3. Jangka waktu permohonan PLTS Atap dipersingkat
Dia mengatakan, jangka waktu permohonan PLTS Atap akan dipersingkat, dari yang mulanya 15 hari menjadi maksimal 12 hari bagi yang melakukan perubahan pada Perjanjian Jual Beli Listrik (PJBL). Lalu, maksimal 5 hari untuk yang tanpa perubahan PJBL.
"Dari 15 hari menjadi 12 hari yang ada di perubahan perjanjian jual beli, dan 5 hari konsumen biasa di rumah tangga," jelasnya.
4. Pelanggan PLTS Atap dapat melakukan perdagangan karbon
Menurutnya, pada peraturan baru nantinya disebutkan bahwa pelanggan PLTS Atap dan pemegang Izin Usaha Penyediaan Tenaga Listrik untuk Umum (IUPTLU) dapat melakukan perdagangan karbon.

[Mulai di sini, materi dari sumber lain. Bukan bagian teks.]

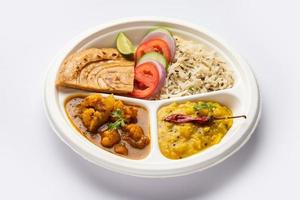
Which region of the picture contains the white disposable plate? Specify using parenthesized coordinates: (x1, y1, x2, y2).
(44, 17, 261, 178)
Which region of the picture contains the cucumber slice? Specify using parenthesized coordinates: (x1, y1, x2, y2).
(137, 52, 168, 69)
(141, 27, 176, 61)
(116, 32, 135, 57)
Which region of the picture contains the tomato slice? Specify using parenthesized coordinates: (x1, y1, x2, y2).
(135, 39, 171, 63)
(131, 62, 160, 99)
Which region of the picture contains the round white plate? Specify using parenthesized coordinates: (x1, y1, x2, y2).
(44, 17, 261, 178)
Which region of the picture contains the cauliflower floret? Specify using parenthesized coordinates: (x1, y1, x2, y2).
(81, 108, 103, 132)
(114, 143, 128, 155)
(122, 124, 149, 149)
(79, 94, 115, 132)
(101, 130, 121, 148)
(124, 124, 144, 141)
(112, 100, 138, 123)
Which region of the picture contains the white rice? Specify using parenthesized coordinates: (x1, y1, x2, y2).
(155, 35, 234, 100)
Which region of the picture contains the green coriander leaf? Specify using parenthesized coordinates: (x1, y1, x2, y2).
(111, 108, 123, 118)
(193, 102, 216, 111)
(108, 118, 125, 130)
(108, 108, 125, 130)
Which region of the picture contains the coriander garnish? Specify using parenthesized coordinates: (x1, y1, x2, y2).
(108, 118, 125, 130)
(108, 109, 125, 130)
(111, 108, 123, 119)
(193, 102, 216, 112)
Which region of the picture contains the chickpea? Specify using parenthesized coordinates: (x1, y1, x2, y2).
(114, 143, 128, 155)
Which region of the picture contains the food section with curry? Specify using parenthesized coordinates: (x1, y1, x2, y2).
(65, 94, 150, 159)
(158, 101, 245, 159)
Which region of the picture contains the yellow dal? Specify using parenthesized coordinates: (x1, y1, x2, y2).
(158, 101, 233, 159)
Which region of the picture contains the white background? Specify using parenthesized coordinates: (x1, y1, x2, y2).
(1, 0, 299, 199)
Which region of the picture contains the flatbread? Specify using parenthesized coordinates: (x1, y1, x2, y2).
(56, 48, 134, 93)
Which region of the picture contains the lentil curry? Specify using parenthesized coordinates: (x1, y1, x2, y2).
(158, 101, 233, 159)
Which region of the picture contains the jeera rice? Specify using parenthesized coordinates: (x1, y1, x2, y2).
(155, 35, 234, 100)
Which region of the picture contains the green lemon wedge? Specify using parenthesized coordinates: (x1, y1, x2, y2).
(116, 32, 135, 58)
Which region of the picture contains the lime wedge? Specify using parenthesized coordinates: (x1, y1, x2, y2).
(116, 32, 135, 57)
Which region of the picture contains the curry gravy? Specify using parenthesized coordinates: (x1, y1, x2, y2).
(65, 95, 150, 159)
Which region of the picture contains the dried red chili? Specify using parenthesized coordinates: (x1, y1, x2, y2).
(164, 114, 212, 124)
(164, 114, 246, 124)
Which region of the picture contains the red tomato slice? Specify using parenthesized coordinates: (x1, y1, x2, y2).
(131, 62, 160, 99)
(135, 39, 171, 63)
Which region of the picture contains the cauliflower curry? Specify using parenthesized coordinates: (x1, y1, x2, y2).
(65, 94, 150, 159)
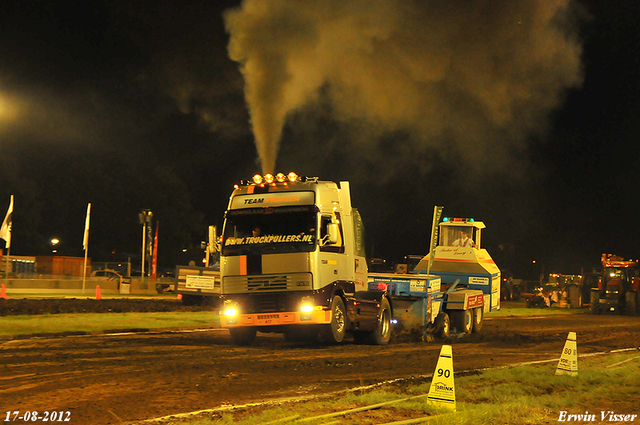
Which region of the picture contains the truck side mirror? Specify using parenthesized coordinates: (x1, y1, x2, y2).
(322, 223, 339, 245)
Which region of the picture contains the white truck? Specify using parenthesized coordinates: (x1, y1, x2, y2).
(219, 173, 500, 345)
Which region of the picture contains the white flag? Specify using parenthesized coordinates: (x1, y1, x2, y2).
(83, 203, 91, 251)
(0, 195, 13, 249)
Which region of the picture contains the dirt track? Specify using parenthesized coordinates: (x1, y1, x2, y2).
(1, 300, 640, 424)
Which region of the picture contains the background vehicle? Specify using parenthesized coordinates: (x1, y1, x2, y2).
(173, 226, 221, 303)
(173, 265, 220, 305)
(591, 254, 640, 315)
(219, 173, 500, 346)
(90, 269, 131, 293)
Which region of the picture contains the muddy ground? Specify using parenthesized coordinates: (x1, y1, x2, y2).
(1, 299, 640, 424)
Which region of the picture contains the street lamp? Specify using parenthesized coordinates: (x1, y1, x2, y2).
(139, 210, 153, 277)
(51, 238, 59, 253)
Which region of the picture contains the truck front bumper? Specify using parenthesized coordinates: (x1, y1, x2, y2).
(221, 310, 331, 328)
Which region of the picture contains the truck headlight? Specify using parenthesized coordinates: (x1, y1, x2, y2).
(224, 308, 238, 317)
(222, 303, 239, 324)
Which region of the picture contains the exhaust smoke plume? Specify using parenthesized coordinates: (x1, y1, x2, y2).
(224, 0, 584, 175)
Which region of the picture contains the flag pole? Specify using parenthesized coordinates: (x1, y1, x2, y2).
(82, 244, 88, 294)
(1, 195, 14, 282)
(4, 246, 9, 283)
(82, 203, 91, 294)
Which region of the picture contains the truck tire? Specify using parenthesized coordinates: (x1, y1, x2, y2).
(434, 312, 450, 338)
(321, 296, 346, 344)
(450, 309, 473, 334)
(369, 298, 392, 345)
(229, 327, 257, 346)
(590, 290, 601, 315)
(625, 291, 638, 316)
(472, 307, 483, 333)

Menurutnya, ini menjadi satu hal pendorong bagi konsumen di industri dan komersial untuk memasang PLTS Atap.
5. Berbasis aplikasi digital
Dia mengatakan, mekanisme pelayanan diwajibkan berbasis aplikasi, sehingga bisa mengecek proses berjalannya sudah sejauh mana.
6. Perluasan pelanggan
Dadan mengatakan, peraturan ini tidak hanya berlaku bagi pelanggan PLN saja, namun juga bagi pelanggan di wilayah usaha non PLN juga.
"Permen ini payungi wilayah usaha non PLN," ujarnya.
7. Pusat pengaduan
Dia mengatakan, peraturan baru nantinya juga mengatur tentang adanya pusat pengaduan sistem PLTS Atap untuk menerima dan menindaklanjuti pengaduan atas implementasi PLTS Atap. Saat ini, menurutnya pusat pengaduan belum ada.